Keynote Speeches

Keynote 1

Title:  Navigating Challenges in LLMs: Problems and Directions

Speaker:  Prof Wei Lu,  Singapore University of Technology and Design (SUTD). 


Wei Lu is currently an Associate Professor and Associate Head (Research) of the Information Systems Technology and Design Pillar of the Singapore University of Technology and Design (SUTD). He is also the Director of the StatNLP Research Group, which focuses on fundamental research on Natural Language Processing (NLP) and Large Language Models (LLMs). He is currently serving as an Action Editor for Computational Linguistics (CL) and Transactions of the Association for Computational Linguistics (TACL). He served as a Senior Area Chair for ACL, EMNLP, and NAACL. He also served as a PC Chair for NLPCC 2022 and IJCNLP/AACL 2023. He received the Best Paper Award at EMNLP 2011 (top 0.16%), Best System Paper Award at SemEval 2022 (top 0.45%), and Area Chair Award (‘Resources and Evaluation’ Area) at ACL 2023 (top 0.42% within the area).
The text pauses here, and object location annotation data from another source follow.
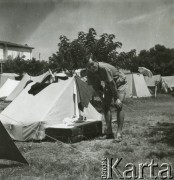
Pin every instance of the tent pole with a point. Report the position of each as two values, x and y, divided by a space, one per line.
155 90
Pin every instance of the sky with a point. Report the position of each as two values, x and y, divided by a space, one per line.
138 24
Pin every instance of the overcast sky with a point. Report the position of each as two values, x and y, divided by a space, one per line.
138 24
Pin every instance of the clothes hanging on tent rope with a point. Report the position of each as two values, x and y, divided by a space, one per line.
84 94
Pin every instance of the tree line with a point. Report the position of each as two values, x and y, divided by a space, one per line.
74 54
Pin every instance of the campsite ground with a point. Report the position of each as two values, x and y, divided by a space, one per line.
148 134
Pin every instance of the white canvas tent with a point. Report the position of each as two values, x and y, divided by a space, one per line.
169 81
28 116
23 82
136 86
152 81
5 76
8 87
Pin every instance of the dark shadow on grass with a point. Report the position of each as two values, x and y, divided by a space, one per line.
12 165
165 131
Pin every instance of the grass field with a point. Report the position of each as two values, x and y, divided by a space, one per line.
148 134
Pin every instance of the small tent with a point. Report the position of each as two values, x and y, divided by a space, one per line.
28 116
8 149
8 87
136 86
152 81
23 82
5 76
I will discuss some challenges associated with the current state of LLMs and offer our perspectives on them. Specifically, I will share some of our recent endeavors that center around the following research themes:

Structures: Modern chat models are great at many things but are recognized that they may encounter challenges in tasks such as structured prediction. I’ll discuss some theoretical limitations with such models while offering some observations on the strong potential of alternative models such as masked language models for such tasks. Based on that, I’ll share some perspectives on how to improve chat models’ capabilities on such tasks.
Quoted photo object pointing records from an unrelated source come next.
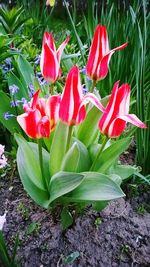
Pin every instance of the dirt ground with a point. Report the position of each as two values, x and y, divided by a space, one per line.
117 236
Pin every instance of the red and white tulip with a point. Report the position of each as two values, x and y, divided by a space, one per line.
72 106
50 58
116 115
100 54
40 116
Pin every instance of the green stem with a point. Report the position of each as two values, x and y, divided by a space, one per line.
99 152
51 89
69 137
93 86
39 142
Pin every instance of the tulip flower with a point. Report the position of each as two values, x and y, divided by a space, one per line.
99 56
116 115
72 105
40 116
50 58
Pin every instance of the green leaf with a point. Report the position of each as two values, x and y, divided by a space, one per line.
63 183
58 147
66 218
11 124
116 178
88 130
39 195
124 171
3 251
45 154
76 159
32 166
110 155
96 187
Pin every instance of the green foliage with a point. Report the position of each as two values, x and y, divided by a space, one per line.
58 147
12 20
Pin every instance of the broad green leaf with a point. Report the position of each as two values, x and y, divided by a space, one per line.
58 147
93 149
124 171
116 178
96 187
76 159
63 183
25 69
29 161
27 176
11 124
66 218
88 130
110 155
45 154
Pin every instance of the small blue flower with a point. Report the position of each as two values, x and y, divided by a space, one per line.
37 60
84 89
23 100
7 115
14 103
13 89
31 90
83 71
42 81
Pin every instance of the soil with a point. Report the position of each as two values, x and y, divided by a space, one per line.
117 236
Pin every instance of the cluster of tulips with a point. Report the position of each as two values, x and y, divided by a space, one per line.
41 115
66 163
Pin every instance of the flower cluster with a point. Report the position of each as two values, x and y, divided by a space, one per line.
41 114
3 159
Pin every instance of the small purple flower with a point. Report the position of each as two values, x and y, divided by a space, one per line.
23 100
37 60
85 90
31 90
14 103
7 115
42 81
13 89
83 71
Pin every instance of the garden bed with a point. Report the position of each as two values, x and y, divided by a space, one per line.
117 236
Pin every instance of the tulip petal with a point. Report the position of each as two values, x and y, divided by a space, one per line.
49 64
102 69
29 122
94 100
106 117
34 99
132 118
52 110
61 48
48 39
43 127
71 97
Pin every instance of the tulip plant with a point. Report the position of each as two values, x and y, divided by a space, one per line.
72 155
Reasoning: The chain-of-thought (CoT) prompting method demonstrates LLMs’ capabilities to carry out step-by-step reasoning. We argue that LLMs may be able to perform structured multi-dimensional reasoning, which is demonstrated by our Tab-CoT prompting mechanism. We discuss how this may serve as a step towards better understanding the emergent behaviors of LLMs, one of the most fundamental research problems in LLMs.

Fine-tuning: While various parameter-efficient fine-tuning (PEFT) methods are successfully proposed, the feasibility of achieving further storage reduction remains a research question. We have identified an approach that can be applied to all existing PEFT techniques, demonstrating its effectiveness in significantly reducing the storage requirements for additional parameters. 

Pre-training: I’ll discuss some of our ongoing efforts to investigate better ways to effectively pre-train LLMs. One of our current focuses is to build effective yet relatively small LLMs. I will elaborate on the significance of such a direction, how such models may benefit the community, and what their practical implications could be.

Keynote 2

Title: Speech Processing in the Era of GPT

Speaker:  Prof Lei Xie, Northwestern Polytechnical University (NPU), China


Lei Xie is a professor at the School of Computer Science, Northwestern Polytechnical University (NPU) in Xi’an, China. He serves as the leader of the Audio, Speech, and Language Processing Group (ASLP@NPU). Prior to joining NPU, he held positions at renowned institutions such as Vrije Universiteit Brussel (VUB), City University of Hong Kong, and The Chinese University of Hong Kong. With a prolific academic career, Lei Xie has authored and co-authored more than 300 papers published in esteemed journals and conferences such as IEEE/ACM Transactions on Audio, Speech and Language Processing, IEEE Transactions on Multimedia, Interspeech, ICASSP, ASRU, SLT, ACL, AAAI and ACM Multimedia. His contributions have earned him several prestigious best paper awards at flagship conferences. Lei Xie’s research endeavors encompass a broad range of speech processing, including speech enhancement, speech recognition, speaker recognition and speech synthesis. His team maintains extensive collaborations with industry leaders, including Microsoft, Alibaba, Tencent, Huawei, Xiaomi, Bytedance, and Meituan. In addition to his research achievements, Dr. Xie serves as a Senior Area Editor (SAE) for the IEEE/ACM Transactions on Audio, Speech, and Language Processing. He is also a member of the IEEE Speech and Language Technical Committee (SLTC) and the vice-chair of special interest group of ISCA Chinese Spoken Laugange Processing (SIG-CSLP). Furthermore, he actively contributes to the academic community by serving as a chair in numerous conferences and technical committees.


In the era of GPT, speech processing continues to play a pivotal role. With the recent integration of auditory functionalities into ChatGPT, the super assistant now can hear and speak. This natural user interface empowers such a super assistant to seamlessly operate from any location. In this presentation, I will delve into the emerging opportunities and challenges within the field of speech processing. Specifically, I will highlight the significance of speech front-end processing in mitigating interferences and enhancing system robustness. Furthermore, I will explore how the advent of GPT shapes the trajectory of speech processing tasks, especially speech recognition and generation, and address the imperative of safeguarding our speech in light of the imminent zero-shot voice cloning capability.